BORBOLETAS A última coleção, Le Farfalle, é inspirada na natureza e coloca as borboletas como protagonistas. Felipe diz que escolheu esse tema por ser leve e atemporal. “Não gosto tanto de peças estáticas. Prefiro aquelas em que você bate o olho e enxerga realismo e também preciosidade”, diz. Um bom exemplo é o anel com aro todo cravejado e três borboletas – uma de ouro amarelo com safiras amarelas, uma de ouro branco com diamantes, e outra de ouro rosé com safiras rosas. No dedo, o metal não aparece, então parece que as borboletas estão voando, cada uma numa direção.
 
O criador tem um carinho especial pelo bracelete, que demorou três meses para ficar pronto. “A cada dia que olho fico mais apaixonado. É uma das peças mais bonitas e sensuais que já fiz”, opina.
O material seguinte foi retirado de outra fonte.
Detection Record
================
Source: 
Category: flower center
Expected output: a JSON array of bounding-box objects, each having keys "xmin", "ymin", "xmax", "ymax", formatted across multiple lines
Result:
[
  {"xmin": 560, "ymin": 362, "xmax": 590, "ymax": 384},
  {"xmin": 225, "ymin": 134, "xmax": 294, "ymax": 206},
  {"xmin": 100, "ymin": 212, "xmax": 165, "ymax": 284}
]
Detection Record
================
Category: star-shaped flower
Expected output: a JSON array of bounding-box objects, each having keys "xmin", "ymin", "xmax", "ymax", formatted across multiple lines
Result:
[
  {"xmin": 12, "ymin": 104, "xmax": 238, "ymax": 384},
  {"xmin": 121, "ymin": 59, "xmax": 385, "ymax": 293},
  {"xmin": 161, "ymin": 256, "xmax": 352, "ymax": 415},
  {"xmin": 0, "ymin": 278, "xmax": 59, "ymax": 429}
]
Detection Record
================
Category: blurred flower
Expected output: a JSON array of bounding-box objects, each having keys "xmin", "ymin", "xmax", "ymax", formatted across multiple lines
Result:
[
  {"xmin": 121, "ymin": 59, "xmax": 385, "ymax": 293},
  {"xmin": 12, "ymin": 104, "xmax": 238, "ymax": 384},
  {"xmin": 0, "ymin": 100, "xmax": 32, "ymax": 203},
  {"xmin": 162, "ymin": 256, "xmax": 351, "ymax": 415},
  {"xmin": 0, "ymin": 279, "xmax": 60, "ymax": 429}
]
O bracelete, que exibe duas borboletas e uma flor, tem 320 pedras cravejadas, entre diamantes, esmeraldas, safiras e rubis. Custa em torno de R$ 20 mil. Outro destaque é o brinco pendente com uma corrente de brilhantes. Em uma ponta, uma borboleta cravejada com safiras rosas e diamantes. Na outra, borboletas em ouro amarelo com bastante brilho.
 
Vem da coleção anterior, Flamenca, inspirada no movimento da dança espanhola, a peça mais vendida da marca: um brinco em ouro rosé com pérolas rosas e espinélios. Da coleção Pavão, destaca-se o anel que faz referência à cauda aberta da ave.
 
Com um DNA inovador, Felipe quer surpreender os seus conterrâneos. “A joalheria mineira está acostumada a fazer sempre a mesma coisa. Tenho uma ousadia muito grande de investir tempo e dinheiro em algo fora do padrão, mas existe, sim, mercado. As pessoas estão buscando algo diferente”, analisa. Isso não significa deixar os clássicos de fora. O anel solitário em ouro branco com diamante, com um estilo mais tradicional, está entre as peças mais vendidas da marca.

Para o ano que vem, o plano de Felipe é abrir uma segunda loja, em Nova Lima.